Otite em bebês exige tratamento adequado para evitar transtornos futuros
- Redação Saúde Minuto
- 27/09/2021
- Jamal Azzam Otorrinolaringologia
O problema pode não só levar á perda de audição como até mesmo ao desenvolvimento de tumor
Cerca de 90% das crianças até três anos de idade já tiveram pelo menos uma otite. Um número tão expressivo não pode ser deixado de lado nas avaliações pediátrica e também otorrinolaringológica. Muitos casos são bastante evidentes, com quadros clínicos de dor de ouvido, febre, saída de pus dos ouvidos etc. Mas, muitos são silenciosos, sem sintomas agudos ou exuberantes, podendo então passar despercebidos.
Os ouvidos dos bebês têm características especiais, pois as tubas auditivas, que são os canais que comunicam os ouvidos ao nariz, são mais horizontais e mais abertas. Isso pode predispor com que secreções, ou até alimentos, possam ir facilmente do nariz para os ouvidos. No ouvido médio isso desencadeia uma inflamação ou infecção local, configurando a otite média.

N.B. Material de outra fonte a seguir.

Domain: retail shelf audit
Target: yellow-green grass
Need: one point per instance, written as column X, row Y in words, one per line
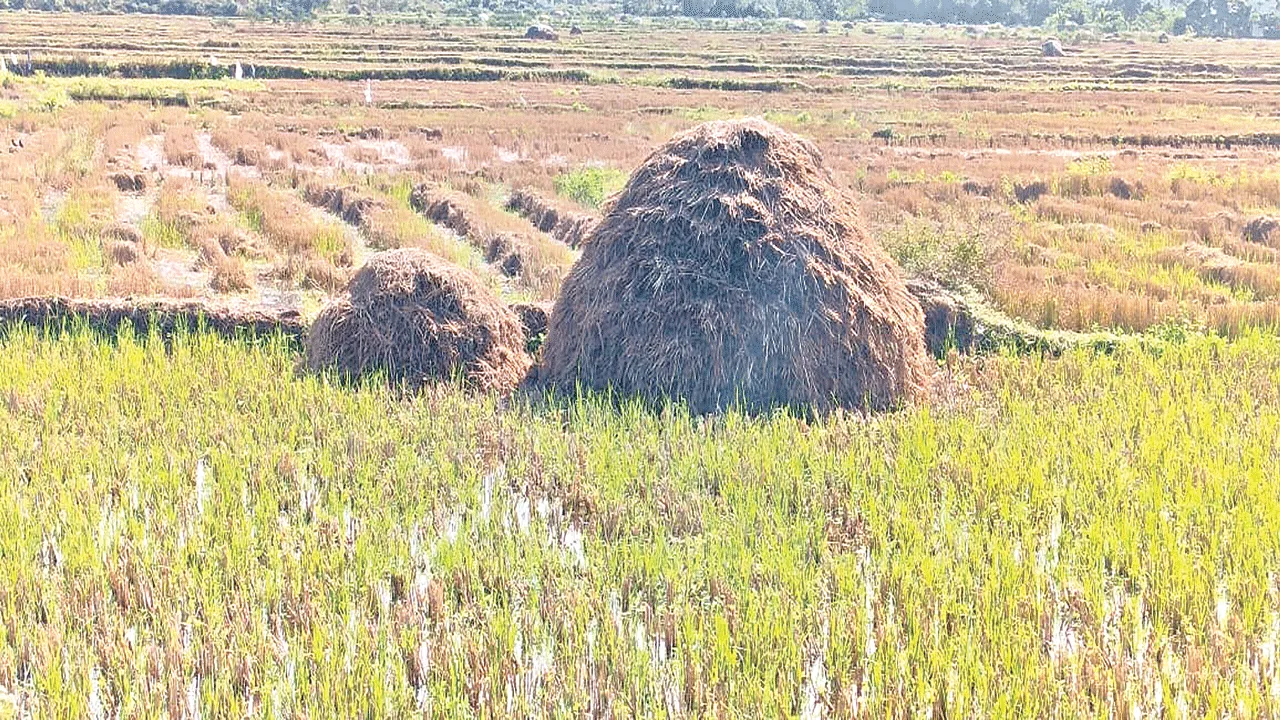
column 197, row 525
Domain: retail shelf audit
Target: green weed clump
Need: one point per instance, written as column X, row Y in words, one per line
column 193, row 528
column 590, row 186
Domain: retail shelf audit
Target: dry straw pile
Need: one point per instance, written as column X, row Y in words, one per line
column 419, row 318
column 732, row 270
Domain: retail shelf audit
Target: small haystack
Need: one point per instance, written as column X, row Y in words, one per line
column 731, row 269
column 1260, row 229
column 540, row 32
column 419, row 318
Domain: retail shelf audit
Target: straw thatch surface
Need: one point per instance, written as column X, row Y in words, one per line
column 419, row 318
column 731, row 269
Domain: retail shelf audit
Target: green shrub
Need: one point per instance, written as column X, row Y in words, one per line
column 590, row 186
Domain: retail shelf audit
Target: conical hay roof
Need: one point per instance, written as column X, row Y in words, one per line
column 731, row 269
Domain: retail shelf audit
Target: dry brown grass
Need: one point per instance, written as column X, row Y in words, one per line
column 420, row 319
column 731, row 270
column 508, row 242
column 181, row 147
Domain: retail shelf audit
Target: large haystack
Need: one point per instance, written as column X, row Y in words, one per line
column 419, row 318
column 731, row 269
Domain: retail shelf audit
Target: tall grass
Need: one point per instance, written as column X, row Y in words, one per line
column 199, row 528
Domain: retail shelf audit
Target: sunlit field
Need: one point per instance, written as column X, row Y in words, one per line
column 195, row 525
column 197, row 528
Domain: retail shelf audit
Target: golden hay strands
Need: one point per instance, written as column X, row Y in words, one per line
column 419, row 318
column 731, row 269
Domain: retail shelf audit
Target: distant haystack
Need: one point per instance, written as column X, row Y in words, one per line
column 1260, row 229
column 732, row 270
column 419, row 318
column 540, row 32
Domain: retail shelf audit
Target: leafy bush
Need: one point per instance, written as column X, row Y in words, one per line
column 590, row 186
column 955, row 251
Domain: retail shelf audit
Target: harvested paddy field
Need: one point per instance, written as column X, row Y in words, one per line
column 1073, row 513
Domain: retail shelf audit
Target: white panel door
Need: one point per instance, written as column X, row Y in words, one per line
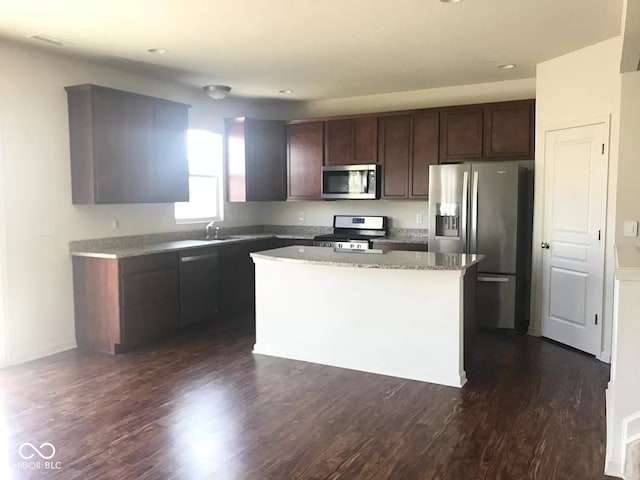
column 573, row 242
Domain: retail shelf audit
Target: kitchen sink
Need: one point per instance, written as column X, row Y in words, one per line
column 219, row 238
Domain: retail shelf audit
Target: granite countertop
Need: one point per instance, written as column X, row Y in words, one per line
column 137, row 245
column 99, row 251
column 395, row 259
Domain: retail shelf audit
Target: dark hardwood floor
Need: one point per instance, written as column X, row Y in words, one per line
column 203, row 407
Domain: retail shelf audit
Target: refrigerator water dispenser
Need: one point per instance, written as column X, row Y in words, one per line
column 447, row 220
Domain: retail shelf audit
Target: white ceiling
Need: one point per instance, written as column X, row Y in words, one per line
column 322, row 48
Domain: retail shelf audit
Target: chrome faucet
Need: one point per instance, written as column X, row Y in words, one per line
column 209, row 229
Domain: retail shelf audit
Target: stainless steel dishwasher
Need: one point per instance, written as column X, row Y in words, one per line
column 199, row 272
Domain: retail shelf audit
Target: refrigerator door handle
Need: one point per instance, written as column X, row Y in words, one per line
column 473, row 240
column 465, row 205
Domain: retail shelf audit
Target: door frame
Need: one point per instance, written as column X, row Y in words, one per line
column 4, row 297
column 535, row 324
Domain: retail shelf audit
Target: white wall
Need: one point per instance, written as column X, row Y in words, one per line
column 433, row 97
column 623, row 394
column 572, row 89
column 624, row 388
column 40, row 219
column 628, row 204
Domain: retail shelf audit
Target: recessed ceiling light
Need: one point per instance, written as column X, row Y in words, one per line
column 217, row 92
column 48, row 39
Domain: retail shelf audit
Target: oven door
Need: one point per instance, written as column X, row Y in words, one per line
column 357, row 182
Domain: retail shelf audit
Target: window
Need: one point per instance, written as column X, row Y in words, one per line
column 204, row 151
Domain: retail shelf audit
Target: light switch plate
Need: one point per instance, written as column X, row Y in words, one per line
column 630, row 228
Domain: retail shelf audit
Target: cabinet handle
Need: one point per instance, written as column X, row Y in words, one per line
column 196, row 258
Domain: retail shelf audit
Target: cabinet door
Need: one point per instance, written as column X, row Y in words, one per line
column 351, row 141
column 149, row 298
column 265, row 146
column 170, row 169
column 338, row 142
column 199, row 276
column 394, row 154
column 509, row 130
column 305, row 156
column 150, row 305
column 123, row 148
column 365, row 140
column 461, row 130
column 425, row 142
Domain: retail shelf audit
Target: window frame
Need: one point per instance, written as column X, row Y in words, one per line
column 218, row 178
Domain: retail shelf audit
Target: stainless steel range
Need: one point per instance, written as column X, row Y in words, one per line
column 353, row 232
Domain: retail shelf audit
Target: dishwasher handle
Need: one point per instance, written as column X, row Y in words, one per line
column 494, row 279
column 198, row 258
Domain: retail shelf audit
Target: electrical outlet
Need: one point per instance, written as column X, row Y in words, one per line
column 630, row 228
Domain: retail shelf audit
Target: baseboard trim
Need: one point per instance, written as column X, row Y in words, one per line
column 52, row 350
column 605, row 357
column 613, row 469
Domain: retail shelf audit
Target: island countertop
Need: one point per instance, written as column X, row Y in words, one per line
column 394, row 259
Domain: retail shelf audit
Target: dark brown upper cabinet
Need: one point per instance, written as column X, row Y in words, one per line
column 394, row 153
column 305, row 152
column 425, row 132
column 461, row 133
column 508, row 130
column 255, row 154
column 126, row 148
column 351, row 141
column 408, row 145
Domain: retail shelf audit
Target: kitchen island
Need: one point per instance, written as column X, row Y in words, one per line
column 394, row 313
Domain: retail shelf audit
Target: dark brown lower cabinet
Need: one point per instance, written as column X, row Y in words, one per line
column 199, row 289
column 124, row 303
column 121, row 304
column 411, row 247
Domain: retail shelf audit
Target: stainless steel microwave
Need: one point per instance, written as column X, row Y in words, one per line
column 351, row 182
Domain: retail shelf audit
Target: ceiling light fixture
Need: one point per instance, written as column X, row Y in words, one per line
column 48, row 39
column 217, row 92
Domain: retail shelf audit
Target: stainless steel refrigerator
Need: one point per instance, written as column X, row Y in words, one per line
column 487, row 208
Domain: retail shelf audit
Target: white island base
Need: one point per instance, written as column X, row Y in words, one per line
column 398, row 314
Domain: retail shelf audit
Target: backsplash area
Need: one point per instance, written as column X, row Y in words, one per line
column 402, row 213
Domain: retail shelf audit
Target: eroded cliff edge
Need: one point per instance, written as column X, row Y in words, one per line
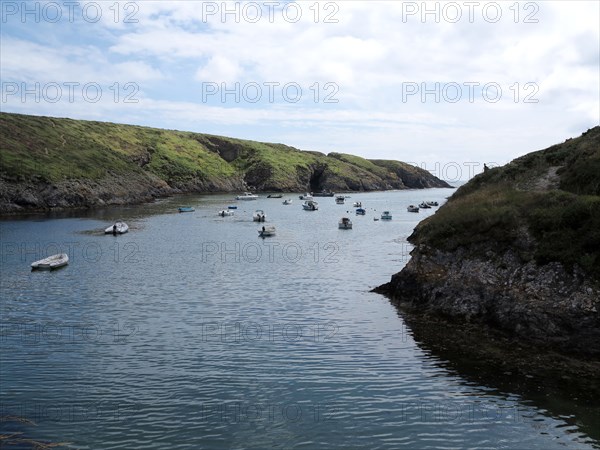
column 517, row 249
column 50, row 163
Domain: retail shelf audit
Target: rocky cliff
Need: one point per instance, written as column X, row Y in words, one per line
column 517, row 249
column 49, row 162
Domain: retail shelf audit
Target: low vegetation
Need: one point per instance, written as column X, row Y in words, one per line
column 552, row 196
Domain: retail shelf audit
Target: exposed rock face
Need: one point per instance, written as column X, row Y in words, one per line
column 516, row 250
column 546, row 305
column 50, row 163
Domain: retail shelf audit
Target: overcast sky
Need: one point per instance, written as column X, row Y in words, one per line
column 445, row 85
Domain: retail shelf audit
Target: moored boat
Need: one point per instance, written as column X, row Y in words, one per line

O diagnóstico é clínico e, por vezes, simplesmente ao olhar do médico através do aparelho que chamamos de “otoscópio”. O médico poderá ver a inflamação na membrana do tímpano com vermelhidão acentuada, aumento da vascularização, abaulamento, secreções e até perfurações.
Os tratamentos mais comuns são com antibióticos, corticoides, descongestionantes e também cuidando do nariz. Lavar o nariz do bebê com soro fisiológico é sempre recomendável. Para aliviar imediatamente a dor, recomendamos sempre compressas mornas repetidas.
Para a prevenção das otites em bebês, destacamos a higienização constante das vias respiratórias, evitar a entrada de água nos ouvidos e a principal recomendação: proibido mamar deitado, seja mamadeira ou peito.
Em caso de falha no diagnóstico ou tratamento, consequências podem ocorrer. Uma infecção ou inflamação curada parcialmente e sem acompanhamento podem gerar predisposição a perdas auditivas persistentes. Alguns casos podem até desenvolver retrações nas membranas dos tímpanos e até um tumor benigno, chamado de colesteatoma.
Portanto, não deixem de avaliar corretamente os ouvidos dos bebês, para o alívio dos sintomas, mas também para prevenção de transtornos futuros.